The minutes constitute the material evidence of the content of each resolution. Thus, any interested party who challenges its accuracy must prove his point. The minutes thus give probative value to the decisions validly taken at the general meeting, in the absence of a challenge made within the required delays. It is therefore unnecessary to have them approved by the co-owners at the next general meeting.

Transmission delay

The Act now requires the board of directors to communicate a copy of the minutes from the meeting to each of the co-owners. Under article 1102.1 of the Civil Code of Quebec, the board of directors of the syndicate must send to co-owners the minutes of any meeting of co-owners or any written resolution adopted by it, within 30 days of the meeting or the adoption of the resolution.

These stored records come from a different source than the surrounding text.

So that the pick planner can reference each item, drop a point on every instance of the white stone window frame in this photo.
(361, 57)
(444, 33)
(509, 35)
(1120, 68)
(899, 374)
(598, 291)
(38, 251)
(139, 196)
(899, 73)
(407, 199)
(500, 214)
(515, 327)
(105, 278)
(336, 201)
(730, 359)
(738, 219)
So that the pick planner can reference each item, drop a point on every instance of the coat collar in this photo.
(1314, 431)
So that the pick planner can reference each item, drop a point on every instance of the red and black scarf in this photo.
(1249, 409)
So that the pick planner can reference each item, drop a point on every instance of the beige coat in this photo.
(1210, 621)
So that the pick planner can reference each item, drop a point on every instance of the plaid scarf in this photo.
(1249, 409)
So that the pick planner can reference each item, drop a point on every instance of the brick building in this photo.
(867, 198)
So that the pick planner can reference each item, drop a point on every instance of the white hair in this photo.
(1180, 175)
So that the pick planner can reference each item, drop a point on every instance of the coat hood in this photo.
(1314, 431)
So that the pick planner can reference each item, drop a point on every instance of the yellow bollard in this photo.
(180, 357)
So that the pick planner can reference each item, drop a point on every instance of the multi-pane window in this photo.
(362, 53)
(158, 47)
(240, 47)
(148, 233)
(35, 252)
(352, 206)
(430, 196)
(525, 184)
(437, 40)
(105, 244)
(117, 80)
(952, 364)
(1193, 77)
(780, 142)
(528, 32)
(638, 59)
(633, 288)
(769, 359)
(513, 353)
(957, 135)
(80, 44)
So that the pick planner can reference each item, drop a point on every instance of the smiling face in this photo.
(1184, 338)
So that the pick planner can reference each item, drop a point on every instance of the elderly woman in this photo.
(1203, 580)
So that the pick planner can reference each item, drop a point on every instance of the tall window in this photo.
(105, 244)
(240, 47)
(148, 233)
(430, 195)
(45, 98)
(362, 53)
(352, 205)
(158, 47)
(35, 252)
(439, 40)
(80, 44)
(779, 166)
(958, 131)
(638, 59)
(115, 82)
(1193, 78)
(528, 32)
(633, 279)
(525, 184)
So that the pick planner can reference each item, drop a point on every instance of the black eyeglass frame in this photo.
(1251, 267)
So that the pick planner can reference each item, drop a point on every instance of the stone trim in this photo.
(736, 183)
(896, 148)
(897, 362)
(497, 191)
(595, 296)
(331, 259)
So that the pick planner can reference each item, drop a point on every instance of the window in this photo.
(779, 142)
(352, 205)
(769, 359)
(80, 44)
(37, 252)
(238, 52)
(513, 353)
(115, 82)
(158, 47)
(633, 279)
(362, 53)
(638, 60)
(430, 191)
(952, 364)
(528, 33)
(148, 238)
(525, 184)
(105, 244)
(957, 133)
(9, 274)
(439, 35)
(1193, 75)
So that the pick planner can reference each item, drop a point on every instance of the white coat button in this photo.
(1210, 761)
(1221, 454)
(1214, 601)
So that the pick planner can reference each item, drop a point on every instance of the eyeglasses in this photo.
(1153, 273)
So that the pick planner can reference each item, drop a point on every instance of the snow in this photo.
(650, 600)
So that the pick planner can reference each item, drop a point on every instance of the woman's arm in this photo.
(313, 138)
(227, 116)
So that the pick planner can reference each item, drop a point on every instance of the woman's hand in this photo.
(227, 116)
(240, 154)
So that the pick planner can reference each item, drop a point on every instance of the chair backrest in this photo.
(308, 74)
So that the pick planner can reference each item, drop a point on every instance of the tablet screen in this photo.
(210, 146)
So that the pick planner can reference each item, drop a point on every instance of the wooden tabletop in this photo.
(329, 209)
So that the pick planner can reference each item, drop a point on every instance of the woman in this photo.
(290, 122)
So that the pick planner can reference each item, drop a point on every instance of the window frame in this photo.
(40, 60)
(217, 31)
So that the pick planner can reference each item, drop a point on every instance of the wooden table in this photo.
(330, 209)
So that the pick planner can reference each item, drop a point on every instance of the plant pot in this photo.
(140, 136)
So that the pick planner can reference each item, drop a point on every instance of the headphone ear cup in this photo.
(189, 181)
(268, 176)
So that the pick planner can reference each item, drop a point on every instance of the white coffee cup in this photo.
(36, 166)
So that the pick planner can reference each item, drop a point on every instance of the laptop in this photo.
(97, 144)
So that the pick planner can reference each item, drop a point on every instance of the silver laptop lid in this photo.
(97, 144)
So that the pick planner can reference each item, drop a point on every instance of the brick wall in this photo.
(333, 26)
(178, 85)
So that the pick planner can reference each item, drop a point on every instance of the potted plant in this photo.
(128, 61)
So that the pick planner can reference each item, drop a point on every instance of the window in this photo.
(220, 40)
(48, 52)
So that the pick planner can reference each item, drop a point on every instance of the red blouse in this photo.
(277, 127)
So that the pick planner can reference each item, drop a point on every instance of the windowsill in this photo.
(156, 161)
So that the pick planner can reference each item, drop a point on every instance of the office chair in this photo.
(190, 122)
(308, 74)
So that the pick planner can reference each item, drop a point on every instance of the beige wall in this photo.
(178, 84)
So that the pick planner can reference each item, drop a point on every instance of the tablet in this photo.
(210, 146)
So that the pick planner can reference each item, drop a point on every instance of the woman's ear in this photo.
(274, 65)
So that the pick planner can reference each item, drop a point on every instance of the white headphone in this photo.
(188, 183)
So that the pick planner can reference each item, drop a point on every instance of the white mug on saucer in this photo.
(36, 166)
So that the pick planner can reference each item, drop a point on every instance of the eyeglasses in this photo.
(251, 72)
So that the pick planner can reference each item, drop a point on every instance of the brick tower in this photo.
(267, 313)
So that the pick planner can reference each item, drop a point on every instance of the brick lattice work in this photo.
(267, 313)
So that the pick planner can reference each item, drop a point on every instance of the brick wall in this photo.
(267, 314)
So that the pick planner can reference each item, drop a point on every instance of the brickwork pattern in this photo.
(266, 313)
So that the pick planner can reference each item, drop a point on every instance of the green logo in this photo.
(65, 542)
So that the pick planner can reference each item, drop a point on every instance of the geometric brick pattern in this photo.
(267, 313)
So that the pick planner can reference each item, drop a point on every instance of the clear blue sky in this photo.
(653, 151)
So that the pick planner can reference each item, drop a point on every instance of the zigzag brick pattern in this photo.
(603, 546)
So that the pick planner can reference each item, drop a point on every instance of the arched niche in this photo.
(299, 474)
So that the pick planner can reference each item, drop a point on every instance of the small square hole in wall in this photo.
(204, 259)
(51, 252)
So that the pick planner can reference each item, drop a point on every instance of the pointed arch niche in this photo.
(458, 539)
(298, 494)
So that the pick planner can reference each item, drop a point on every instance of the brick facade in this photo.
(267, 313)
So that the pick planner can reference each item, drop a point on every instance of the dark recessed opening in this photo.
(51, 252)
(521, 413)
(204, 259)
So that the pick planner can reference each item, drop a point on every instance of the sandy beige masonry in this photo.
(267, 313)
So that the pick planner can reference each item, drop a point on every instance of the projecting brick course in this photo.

Failure to act expeditiously by the board of directors may be detrimental to the co-owners. It should not be forgotten that the decisions recorded in the minutes take effect when the meeting is adjourned. From that moment on, the countdown to the 90-day deadline to contest them is triggered. In this regard, any co-owner may apply to the court to cancel a decision of the meeting or, exceptionally, to amend it, within 90 days of the meeting being held.


Once signed by the president and the secretary of the general meeting, they must be deposited in the register of the co-ownership so that the co-owners can have access to them. Article 1070 of the Civil Code of Québec provides that the syndicate has an obligation to keep at the disposal of the co-owners a copy of the minutes

The Board of Directors is the custodian of the registers containing the minutes of the general meetings of the co-owners and their annexes. It is thus compelled to issue a copy or an extract to any co-owner who requests it. The declaration of co-ownership may provide a fee for the communication of such documents.


WHAT YOU SHOULD KNOW!​ The minutes must be drafted during the general meeting and ideally signed at the very end - or shortly thereafter - by the president and the secretary of the general meeting. As soon as they are signed and kept in the registers of the co-ownership, these minutes are proof, until proof to the contrary, of the deliberations of the general meeting and of the results of each ballot (articles 342-343 CCQ).

http://www.condolegal.com/images/Boutons_encadres/A_retenir.pngWHAT TO KEEP IN MIND:​ Minutes are a written act that officially records what was discussed and decided during an assembly. It must be established after each session. In addition, the sheet attesting to the presence of the co-owners or their mandataries at the meeting must be appended to it.

WARNING! The minutes of the general meeting of the co-owners is an integral part of the register of co-ownership and must be made available to any co-owner upon request. It constitutes the material proof of the existence and content of each resolution submitted to the general meeting.